The pruning approach gave a model with similar accuracy with increased sparsity and faster convergence.
Across all four datasets, our pruning method resulted in a slight improvement in model performance and decreased the time to converge. This shows that our pruning method can result in improved model performance and training speed across a wide variety of model structures and data types.
We also identified important hyperparameters for our pruning method. Firstly, the efficacy of our pruning method depends a lot on the type of pruning done during each pruning step. Secondly, our pruning method also depends greatly on the selected timings of the pruning steps. Sucessfully using our pruning method is likely to require multiple iterations to attempt to find optimal values of these hyperparameters for a given model structure and data type. Further research may be useful in determining whether there are certain hyperparameter values which are much more likely to result in higher performance than otherwise.

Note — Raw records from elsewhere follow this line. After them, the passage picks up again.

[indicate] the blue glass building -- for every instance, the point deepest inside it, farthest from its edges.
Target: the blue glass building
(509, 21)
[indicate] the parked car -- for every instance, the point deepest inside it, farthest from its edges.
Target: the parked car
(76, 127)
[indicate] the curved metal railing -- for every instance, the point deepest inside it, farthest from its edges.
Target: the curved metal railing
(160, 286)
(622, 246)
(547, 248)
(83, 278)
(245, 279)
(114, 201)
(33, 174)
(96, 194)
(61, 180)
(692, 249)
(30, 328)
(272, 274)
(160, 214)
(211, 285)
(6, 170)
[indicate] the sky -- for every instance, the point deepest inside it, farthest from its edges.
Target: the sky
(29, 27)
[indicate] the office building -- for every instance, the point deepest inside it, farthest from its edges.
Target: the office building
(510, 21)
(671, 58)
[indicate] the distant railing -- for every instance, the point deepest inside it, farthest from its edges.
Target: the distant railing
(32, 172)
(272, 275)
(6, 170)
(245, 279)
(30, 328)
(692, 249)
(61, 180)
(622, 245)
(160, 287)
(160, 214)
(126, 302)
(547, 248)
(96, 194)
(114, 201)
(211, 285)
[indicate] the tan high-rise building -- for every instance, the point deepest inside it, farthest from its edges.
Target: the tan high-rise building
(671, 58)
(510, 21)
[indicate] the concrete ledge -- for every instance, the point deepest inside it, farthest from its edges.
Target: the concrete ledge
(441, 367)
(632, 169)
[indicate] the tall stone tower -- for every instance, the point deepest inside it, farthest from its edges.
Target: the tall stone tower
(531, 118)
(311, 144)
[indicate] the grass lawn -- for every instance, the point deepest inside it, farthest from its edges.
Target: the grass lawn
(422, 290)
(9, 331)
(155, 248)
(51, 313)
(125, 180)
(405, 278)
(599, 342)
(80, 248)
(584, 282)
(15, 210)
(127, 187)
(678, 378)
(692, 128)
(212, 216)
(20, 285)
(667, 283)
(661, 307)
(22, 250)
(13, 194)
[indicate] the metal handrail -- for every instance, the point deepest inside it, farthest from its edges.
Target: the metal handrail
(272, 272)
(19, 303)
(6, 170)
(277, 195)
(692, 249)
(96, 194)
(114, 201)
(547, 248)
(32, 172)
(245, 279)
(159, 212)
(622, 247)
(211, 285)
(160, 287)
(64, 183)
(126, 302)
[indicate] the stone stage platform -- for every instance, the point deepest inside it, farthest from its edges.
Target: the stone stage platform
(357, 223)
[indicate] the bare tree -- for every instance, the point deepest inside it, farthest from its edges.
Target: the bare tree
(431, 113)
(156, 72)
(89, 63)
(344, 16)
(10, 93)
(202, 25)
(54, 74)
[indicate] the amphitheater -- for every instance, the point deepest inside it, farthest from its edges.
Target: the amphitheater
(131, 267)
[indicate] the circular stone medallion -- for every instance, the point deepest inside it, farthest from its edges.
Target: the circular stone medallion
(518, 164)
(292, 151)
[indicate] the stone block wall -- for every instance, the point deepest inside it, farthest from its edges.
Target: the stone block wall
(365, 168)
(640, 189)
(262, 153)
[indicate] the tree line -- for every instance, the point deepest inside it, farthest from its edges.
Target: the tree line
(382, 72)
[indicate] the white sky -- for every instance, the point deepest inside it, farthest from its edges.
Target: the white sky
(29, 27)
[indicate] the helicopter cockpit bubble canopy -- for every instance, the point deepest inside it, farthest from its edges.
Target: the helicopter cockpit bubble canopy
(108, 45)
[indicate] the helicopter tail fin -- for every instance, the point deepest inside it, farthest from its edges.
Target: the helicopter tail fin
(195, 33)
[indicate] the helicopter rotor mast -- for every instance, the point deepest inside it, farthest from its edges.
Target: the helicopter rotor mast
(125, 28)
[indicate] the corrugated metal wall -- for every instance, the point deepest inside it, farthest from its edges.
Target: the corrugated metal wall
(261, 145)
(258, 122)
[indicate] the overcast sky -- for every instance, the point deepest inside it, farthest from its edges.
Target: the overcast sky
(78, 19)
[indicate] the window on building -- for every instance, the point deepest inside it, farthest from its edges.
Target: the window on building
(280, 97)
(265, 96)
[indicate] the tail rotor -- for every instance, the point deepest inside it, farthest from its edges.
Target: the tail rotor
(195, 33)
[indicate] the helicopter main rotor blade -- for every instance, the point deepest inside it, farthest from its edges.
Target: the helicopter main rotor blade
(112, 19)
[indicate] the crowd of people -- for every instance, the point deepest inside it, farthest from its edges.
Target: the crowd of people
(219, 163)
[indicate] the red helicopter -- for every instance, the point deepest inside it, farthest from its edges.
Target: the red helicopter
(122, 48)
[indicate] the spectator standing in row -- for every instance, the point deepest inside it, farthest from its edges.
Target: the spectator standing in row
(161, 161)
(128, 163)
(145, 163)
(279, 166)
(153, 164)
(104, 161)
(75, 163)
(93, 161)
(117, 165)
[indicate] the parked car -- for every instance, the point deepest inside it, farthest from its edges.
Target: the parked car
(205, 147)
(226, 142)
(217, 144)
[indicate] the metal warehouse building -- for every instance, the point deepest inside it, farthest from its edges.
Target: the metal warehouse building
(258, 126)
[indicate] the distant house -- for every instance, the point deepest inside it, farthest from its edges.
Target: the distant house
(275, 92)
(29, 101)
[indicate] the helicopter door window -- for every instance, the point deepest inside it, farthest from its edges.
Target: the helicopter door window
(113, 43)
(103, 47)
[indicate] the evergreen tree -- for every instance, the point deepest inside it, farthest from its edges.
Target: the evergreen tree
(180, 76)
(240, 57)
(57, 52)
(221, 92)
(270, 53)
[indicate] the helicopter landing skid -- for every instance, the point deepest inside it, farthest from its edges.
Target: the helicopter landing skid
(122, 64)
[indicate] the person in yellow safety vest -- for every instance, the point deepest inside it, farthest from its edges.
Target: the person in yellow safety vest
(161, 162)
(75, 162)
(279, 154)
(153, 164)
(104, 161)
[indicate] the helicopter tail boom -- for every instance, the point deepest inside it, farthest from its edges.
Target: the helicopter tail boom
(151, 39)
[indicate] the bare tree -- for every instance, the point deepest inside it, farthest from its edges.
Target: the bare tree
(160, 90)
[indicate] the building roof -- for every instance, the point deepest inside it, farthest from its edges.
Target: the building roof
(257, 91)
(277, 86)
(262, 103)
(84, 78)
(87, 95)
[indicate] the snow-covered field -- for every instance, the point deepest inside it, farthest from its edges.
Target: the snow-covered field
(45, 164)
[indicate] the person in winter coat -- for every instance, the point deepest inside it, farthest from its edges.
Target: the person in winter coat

[1] Frankle, J., & Carbin, M. (2019). The Lottery Ticket Hypothesis: Finding Sparse, Trainable Neural Networks. arXiv: Learning.
[2] Frankle, J., Dziugaite, G.K., Roy, D.M., & Carbin, M. (2021). Pruning Neural Networks at Initialization: Why are We Missing the Mark? ArXiv, abs/2009.08576.
[3] Tanaka, H., Kunin, D., Yamins, D.L., & Ganguli, S. (2020). Pruning neural networks without any data by iteratively conserving synaptic flow. ArXiv, abs/2006.05467.
[4] Davis Blalock, Jose Javier Gonzalez Ortiz, Jonathan Frankle, and John Guttag. (2020). What is the State of Neural Network Pruning? ArXiv, abs/2003.03033.